Bone Marrow Evaluation

• Bone marrow aspirate and biopsy to:
  • Quantify plasma cell infiltration (diagnosis requires ≥10% clonal plasma cells) 4
  • Assess morphology of plasma cells
  • Perform immunohistochemistry and/or flow cytometry to confirm clonality 3
• Cytogenetic studies:
  • Fluorescence in situ hybridization (FISH) on plasma cells for high-risk features:
    • del(17p), t(4;14), t(14;16), t(14;20), gain 1q, del 1p, p53 mutation 4
  • Conventional karyotyping (metaphase cytogenetics) may provide additional information 3

Imaging Studies

• Full skeletal survey including spine, pelvis, skull, humeri, and femurs 3
• Consider advanced imaging:
  • Low-dose whole-body CT (more sensitive than conventional radiography)
  • MRI (especially if spinal cord compression is suspected)
  • PET-CT (can detect extramedullary disease and assess disease activity) 1, 2

Diagnostic Criteria

Multiple myeloma diagnosis requires:

1. ≥10% clonal bone marrow plasma cells or biopsy-proven plasmacytoma, AND
2. One or more myeloma defining events:
   • CRAB features (hypercalcemia, renal failure, anemia, bone lesions)
   • Bone marrow clonal plasmacytosis ≥60%
   • Serum involved/uninvolved free light chain ratio ≥100 (provided involved FLC is ≥100 mg/L)

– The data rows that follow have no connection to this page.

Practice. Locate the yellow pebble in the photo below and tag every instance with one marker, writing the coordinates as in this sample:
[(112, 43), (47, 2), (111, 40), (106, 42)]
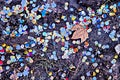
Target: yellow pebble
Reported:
[(94, 74), (50, 73), (97, 70)]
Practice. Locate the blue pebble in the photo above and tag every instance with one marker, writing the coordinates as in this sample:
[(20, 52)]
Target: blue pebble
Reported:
[(104, 15), (18, 47), (118, 4), (93, 60), (53, 4), (88, 53), (98, 25), (27, 45), (94, 78), (20, 59), (43, 13), (1, 47)]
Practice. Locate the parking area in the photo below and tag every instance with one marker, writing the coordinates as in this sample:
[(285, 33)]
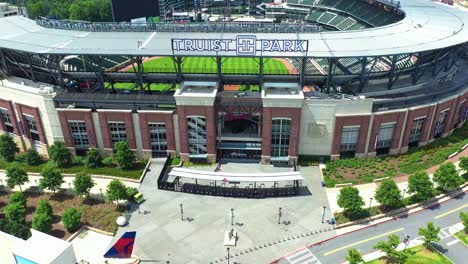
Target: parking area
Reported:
[(163, 237)]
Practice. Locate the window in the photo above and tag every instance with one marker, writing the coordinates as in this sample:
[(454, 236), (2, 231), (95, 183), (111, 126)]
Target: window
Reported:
[(79, 134), (349, 138), (117, 131), (416, 130), (32, 127), (196, 129), (158, 138), (385, 135), (280, 135), (7, 120), (440, 125)]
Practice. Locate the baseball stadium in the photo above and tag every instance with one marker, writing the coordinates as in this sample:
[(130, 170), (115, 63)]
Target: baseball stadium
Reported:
[(327, 78)]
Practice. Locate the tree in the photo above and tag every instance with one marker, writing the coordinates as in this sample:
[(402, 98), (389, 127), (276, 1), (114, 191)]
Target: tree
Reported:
[(8, 148), (389, 248), (350, 200), (116, 191), (83, 184), (71, 219), (464, 218), (16, 175), (388, 194), (446, 176), (354, 256), (52, 179), (42, 222), (429, 233), (124, 156), (16, 213), (60, 154), (93, 159), (18, 198), (33, 158), (420, 184)]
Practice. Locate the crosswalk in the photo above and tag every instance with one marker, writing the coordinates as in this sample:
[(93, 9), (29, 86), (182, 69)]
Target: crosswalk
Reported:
[(303, 257)]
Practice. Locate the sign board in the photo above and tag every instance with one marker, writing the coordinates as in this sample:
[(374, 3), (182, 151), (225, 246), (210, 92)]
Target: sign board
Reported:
[(242, 45)]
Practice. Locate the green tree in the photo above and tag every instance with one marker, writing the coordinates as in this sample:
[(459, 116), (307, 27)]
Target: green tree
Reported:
[(42, 222), (350, 200), (16, 176), (464, 218), (446, 176), (388, 194), (389, 248), (18, 198), (60, 154), (116, 191), (52, 179), (354, 256), (429, 233), (93, 159), (71, 219), (124, 156), (420, 184), (8, 148), (44, 207), (33, 158), (83, 184), (16, 213)]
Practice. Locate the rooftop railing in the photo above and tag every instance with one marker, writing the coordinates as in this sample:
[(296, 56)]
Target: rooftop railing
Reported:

   • 1 focal lesion on MRI 4

Common Pitfalls to Avoid

1. Failing to perform immunofixation when protein electrophoresis is negative (approximately 3% of multiple myeloma patients have non-secretory disease) 3, 1
2. Using random urine samples instead of 24-hour urine collection for protein electrophoresis 3
3. Incomplete cytogenetic evaluation, which impacts prognosis and treatment decisions 1
4. Inadequate imaging assessment (conventional radiography may miss early bone lesions) 1
5. Not measuring serum free light chains, which are essential for detecting light chain abnormalities and monitoring non-secretory myeloma 3, 1

Risk Stratification

After diagnosis, risk stratification should be performed using:

• International Staging System (ISS), which combines:
  • Beta-2 microglobulin
  • Albumin
  • LDH
  • Cytogenetic abnormalities 1

This comprehensive workup allows for accurate diagnosis, risk stratification, and appropriate treatment planning for patients with suspected multiple myeloma.